Use of the Kullback-Leibler divergence in variational bayes and deep learning

Question

I am trying to grasp the asymmetry of the KL-divergence from the point of variational approch and deep learning. Deep learning seeks $q$ by minimization of $KL(p||q)$ and variational Bayes seeks $q$ by minimization of $KL(q||p)$. In the case of deep learning, $p$ represents the distribution inside the training data and $q$ is the approximation of $p$ modeled by the neural network. In variational Bayes, $p$ represents the real posterior and $q$ its approximation.
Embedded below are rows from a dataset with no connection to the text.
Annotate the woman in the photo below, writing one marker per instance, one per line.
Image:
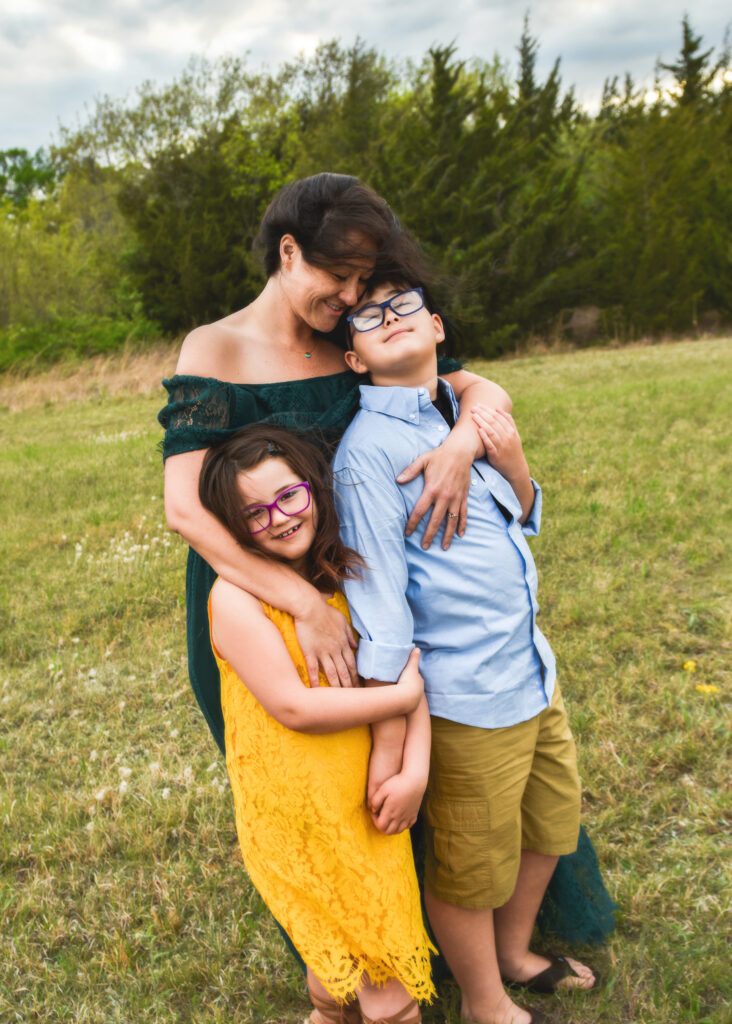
(272, 361)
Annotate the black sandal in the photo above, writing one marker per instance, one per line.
(547, 981)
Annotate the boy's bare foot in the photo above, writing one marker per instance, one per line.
(504, 1012)
(547, 974)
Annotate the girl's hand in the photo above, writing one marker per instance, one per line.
(397, 802)
(411, 683)
(446, 471)
(327, 640)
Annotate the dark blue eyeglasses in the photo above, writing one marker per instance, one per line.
(371, 316)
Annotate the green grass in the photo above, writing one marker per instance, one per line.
(122, 891)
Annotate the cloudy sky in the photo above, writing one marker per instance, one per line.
(56, 56)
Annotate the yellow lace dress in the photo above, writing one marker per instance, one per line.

Now, $KL(p||q) = \int p \log \frac{p}{q}$ and $KL(q||p) =\int q \log \frac{q}{p}$, so we can say, that deep learning seeks $q$ that respects all the training data (if it used $KL(q||p)$, data that correspond to zero value of $q$ would not be used). But what does it say about the variational Bayes? If we choose a "bad" form of $q$, it may ignore some data in the approximated posterior so this would the the "wrong" version of KL-divergence. The only explanation that comes to my mind is that $KL(q||p)$ is used only because it is possible to optimize it while $KL(p||q)$ wouldn't be. Or is here some other advantage or explanation of $KL(q||p)$?